Continuation betting is a key part of poker (it is a postflop bet made by the original raiser, so raise preflop!). C-betting can be great part of your game even if your hand does not directly hit the flop. If you think betting when you don’t have a pair is an immoral form of lying then I recommend you quit poker and take up ice dancing, though that sport has also been subject to controversy. Here is a bit of math that shows why c-betting works so well.
Let’s say the pot after your preflop raise and one opponent calls is 1000 chips. If you bet 500 chips, and you NEVER have the best hand by the river, your bet will be positive expected value if your opponent folds 33% of the time. That means if you have 27o and the flop comes AAQ, if you think your opponent will fold 1/3 of the time, it is still a positive play to bet half pot. If you have AA in the same situation, you still have the opportunity to win those 500 chips if your opponent does call. By c-betting you are able to win pots with your good hands, drawing hands, semi-bluffs, and even complete bluffs.
Now, let’s say you have an inside straight draw and a backdoor flush draw (8h7h on a JcTh2d flop). Let’s say your outs give you a 15% chance to win by the river (realistically it could be more like 20-25%), if you bet 500 chips, you only need your opponent to fold more than 17% of the time for your bet to be profitable.

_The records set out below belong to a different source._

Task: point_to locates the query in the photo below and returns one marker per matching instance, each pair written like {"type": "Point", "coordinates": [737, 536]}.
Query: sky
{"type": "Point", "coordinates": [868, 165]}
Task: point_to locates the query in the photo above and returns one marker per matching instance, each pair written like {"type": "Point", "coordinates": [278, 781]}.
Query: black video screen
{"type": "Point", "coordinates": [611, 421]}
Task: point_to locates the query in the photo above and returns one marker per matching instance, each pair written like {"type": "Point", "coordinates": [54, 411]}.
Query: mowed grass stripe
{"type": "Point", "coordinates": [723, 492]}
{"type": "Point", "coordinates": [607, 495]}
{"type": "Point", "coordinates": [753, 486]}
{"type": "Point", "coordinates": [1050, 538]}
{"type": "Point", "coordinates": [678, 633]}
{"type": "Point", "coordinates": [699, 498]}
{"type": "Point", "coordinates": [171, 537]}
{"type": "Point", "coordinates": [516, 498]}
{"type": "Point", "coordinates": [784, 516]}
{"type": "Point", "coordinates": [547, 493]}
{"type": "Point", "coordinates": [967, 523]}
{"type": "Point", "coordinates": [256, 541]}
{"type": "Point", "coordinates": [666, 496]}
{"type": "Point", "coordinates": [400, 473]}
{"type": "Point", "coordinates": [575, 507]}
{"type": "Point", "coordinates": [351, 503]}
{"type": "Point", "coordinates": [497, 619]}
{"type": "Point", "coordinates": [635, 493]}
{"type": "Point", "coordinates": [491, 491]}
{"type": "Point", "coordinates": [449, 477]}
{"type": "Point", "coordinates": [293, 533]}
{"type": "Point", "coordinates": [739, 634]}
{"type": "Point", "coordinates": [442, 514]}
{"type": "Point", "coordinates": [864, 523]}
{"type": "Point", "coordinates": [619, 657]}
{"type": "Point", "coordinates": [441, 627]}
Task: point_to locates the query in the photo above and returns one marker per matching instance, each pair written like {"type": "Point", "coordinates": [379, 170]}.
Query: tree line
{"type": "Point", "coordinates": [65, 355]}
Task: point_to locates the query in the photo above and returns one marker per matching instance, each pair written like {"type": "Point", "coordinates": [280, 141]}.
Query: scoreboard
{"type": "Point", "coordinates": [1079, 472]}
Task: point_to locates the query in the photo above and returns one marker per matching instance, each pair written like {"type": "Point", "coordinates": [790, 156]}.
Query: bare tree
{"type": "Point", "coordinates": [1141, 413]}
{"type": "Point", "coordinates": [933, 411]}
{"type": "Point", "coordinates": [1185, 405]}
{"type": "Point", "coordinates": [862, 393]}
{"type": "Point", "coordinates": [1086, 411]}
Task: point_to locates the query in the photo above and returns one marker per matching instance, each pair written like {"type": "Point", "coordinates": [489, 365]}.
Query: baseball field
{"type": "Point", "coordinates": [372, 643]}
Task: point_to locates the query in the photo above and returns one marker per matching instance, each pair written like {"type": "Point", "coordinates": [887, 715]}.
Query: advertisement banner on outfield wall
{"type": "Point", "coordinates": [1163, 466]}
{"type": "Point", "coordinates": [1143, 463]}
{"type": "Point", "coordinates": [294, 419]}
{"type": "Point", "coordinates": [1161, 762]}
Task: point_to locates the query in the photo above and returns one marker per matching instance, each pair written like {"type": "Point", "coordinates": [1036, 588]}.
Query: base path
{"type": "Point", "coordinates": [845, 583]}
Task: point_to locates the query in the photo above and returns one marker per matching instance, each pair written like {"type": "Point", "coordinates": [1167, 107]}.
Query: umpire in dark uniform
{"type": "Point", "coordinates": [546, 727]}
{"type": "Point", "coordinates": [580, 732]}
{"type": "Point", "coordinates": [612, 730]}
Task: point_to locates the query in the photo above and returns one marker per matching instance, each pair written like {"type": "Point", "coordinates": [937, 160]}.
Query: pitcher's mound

Looking at it another way, if you bet 500 and your hand has 25% equity against your opponent’s range, you break even if your opponent never folds. Granted, these situations are not as simple as I am presenting them because you do not get to realize all of your equity until the river and the equity equation on the river becomes binary because there are no more cards to hit. But, even if your opponent calls you on the flop you have a chance to improve or apply pressure with another bet. This math shows how being the bettor provides a way to win that does not always involve showing down the best hand.